Miré a mi alrededor confundida. ¿Dónde estoy? ¿Dónde está mi sol? ¿Dónde está mi prado?

Tras registrar la habitación, solo encontraron una estancia muy espaciosa con un suelo reluciente, barandillas talladas y columnas pintadas, y un espacio repleto de oro y jade. En el centro había un gran incensario de bronce, del que emanaban volutas de humo con una tenue fragancia.

Al contemplar el rostro refinado que tenía delante, luego al hombre de mediana edad con una hermosa barba que se encontraba detrás de él, y al tocar la suave ropa de cama bajo mis pies, pregunté con cautela: "¿Quién eres? ¿Dónde estoy?".

La expresión de alegría en su delicado rostro desapareció: "Hermana, ¿no me reconoces? ¡Soy Zinuo!"

¿Soy su hermana? ¿Zinuo? Incliné la cabeza; el nombre me sonaba familiar. Observé su rostro con atención; sus rasgos eran tan perfectos como una obra de arte, con tres marcas doradas en la frente que parecían plumas de pavo real. No pude evitar tocarlas. «No son pegatinas, son tatuajes.

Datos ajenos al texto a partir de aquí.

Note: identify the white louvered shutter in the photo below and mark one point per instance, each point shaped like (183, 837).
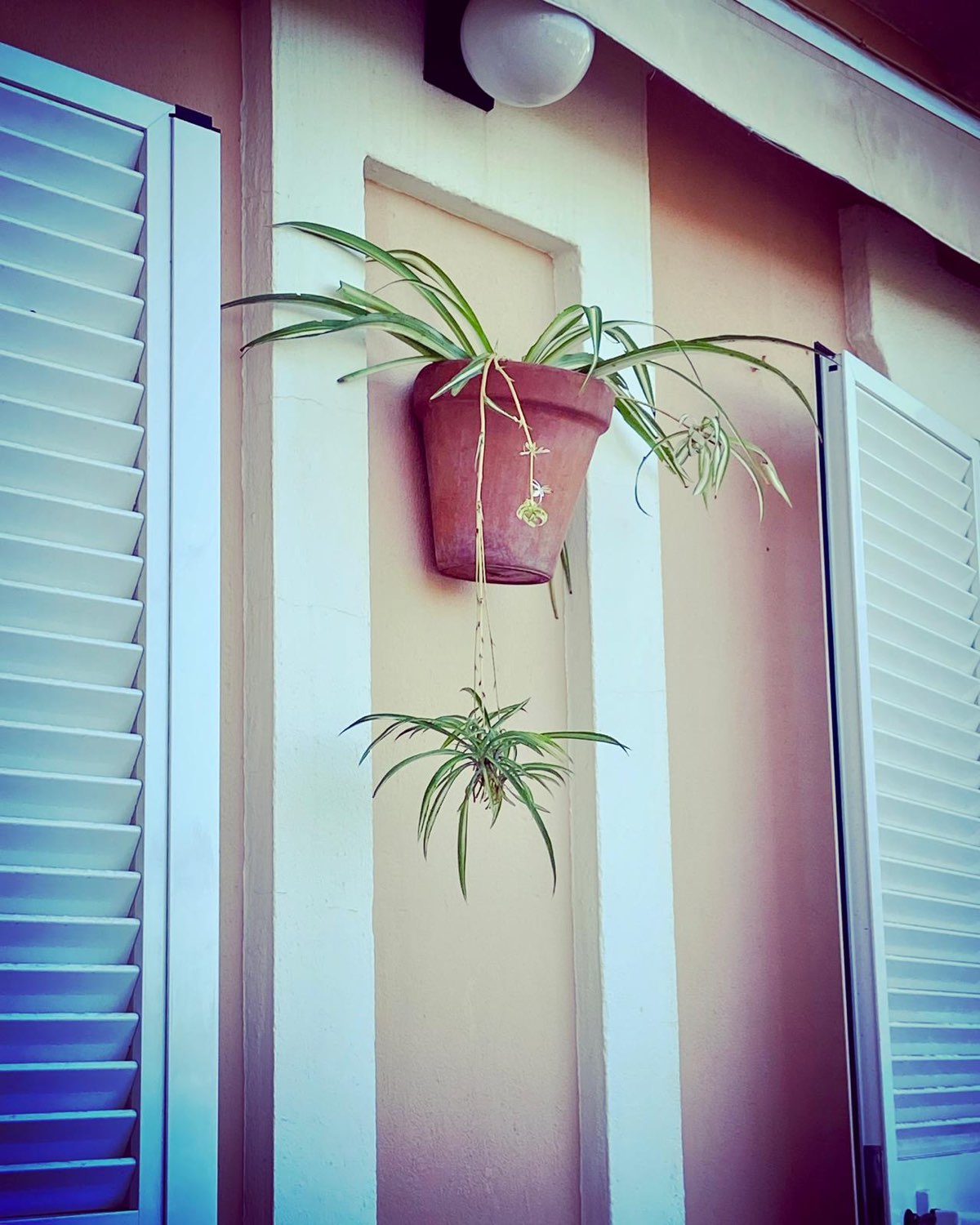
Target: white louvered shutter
(902, 511)
(83, 760)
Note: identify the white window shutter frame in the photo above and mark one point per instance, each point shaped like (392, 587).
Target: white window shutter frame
(179, 587)
(898, 750)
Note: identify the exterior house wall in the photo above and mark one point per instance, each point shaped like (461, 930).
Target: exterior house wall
(909, 316)
(188, 53)
(477, 1082)
(745, 239)
(586, 206)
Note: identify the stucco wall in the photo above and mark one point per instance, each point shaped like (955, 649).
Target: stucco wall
(570, 180)
(188, 51)
(745, 240)
(477, 1085)
(911, 318)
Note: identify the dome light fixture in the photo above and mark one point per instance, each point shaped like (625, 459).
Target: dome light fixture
(524, 53)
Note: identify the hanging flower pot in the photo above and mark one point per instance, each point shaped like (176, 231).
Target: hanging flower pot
(507, 445)
(526, 514)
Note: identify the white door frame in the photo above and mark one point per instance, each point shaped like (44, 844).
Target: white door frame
(179, 1013)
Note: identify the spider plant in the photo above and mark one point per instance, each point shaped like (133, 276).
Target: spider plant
(480, 751)
(495, 764)
(696, 451)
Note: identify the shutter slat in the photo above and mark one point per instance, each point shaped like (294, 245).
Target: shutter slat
(74, 259)
(46, 608)
(68, 843)
(82, 480)
(69, 1136)
(929, 880)
(49, 382)
(70, 940)
(891, 626)
(80, 350)
(68, 705)
(911, 435)
(87, 438)
(930, 849)
(923, 911)
(914, 1038)
(875, 440)
(61, 891)
(48, 796)
(82, 176)
(902, 572)
(68, 750)
(924, 697)
(906, 940)
(42, 517)
(39, 1088)
(69, 215)
(92, 571)
(933, 974)
(921, 554)
(942, 1138)
(904, 517)
(70, 301)
(935, 1071)
(915, 725)
(65, 1187)
(911, 608)
(80, 987)
(887, 657)
(65, 1038)
(69, 127)
(928, 789)
(931, 1104)
(924, 501)
(926, 760)
(32, 653)
(936, 1007)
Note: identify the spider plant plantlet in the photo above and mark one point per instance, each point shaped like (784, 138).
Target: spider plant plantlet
(533, 413)
(495, 764)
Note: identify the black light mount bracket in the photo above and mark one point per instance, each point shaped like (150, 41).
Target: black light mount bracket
(443, 64)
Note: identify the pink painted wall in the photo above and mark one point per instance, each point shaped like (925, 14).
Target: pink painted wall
(188, 51)
(745, 239)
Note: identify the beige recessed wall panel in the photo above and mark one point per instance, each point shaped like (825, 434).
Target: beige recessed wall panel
(477, 1085)
(745, 239)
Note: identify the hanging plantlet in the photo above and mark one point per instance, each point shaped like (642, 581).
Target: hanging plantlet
(487, 497)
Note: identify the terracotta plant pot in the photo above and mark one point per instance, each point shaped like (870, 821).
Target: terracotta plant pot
(566, 416)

Los artesanos de aquí son muy hábiles; los tatuajes son muy detallados y los colores también son preciosos», exclamé con admiración, mientras el chico llamado Zinuo parecía aún más abatido.

Zi Nuo se me acercó con cautela y me preguntó: "Hermana, ¿de verdad no me reconoces?".

Exclamé sorprendida: "¿De verdad soy tu hermana? ¡Rápido, tráeme un espejo!". Si él es tan guapo, entonces yo también debo ser hermosa.

Zi Nuo le dio una orden al hombre de mediana edad que estaba detrás de ella, e inmediatamente colocaron un exquisito espejo de bronce frente a mí. Me miré en el espejo una y otra vez, haciendo pucheros con insatisfacción. También puse el rostro de Zi Nuo en el espejo de bronce, comparándonos, y finalmente suspiré: "Mira, no nos parecemos en nada. Eres mucho más guapa que yo, ¿cómo podría ser tu hermana?".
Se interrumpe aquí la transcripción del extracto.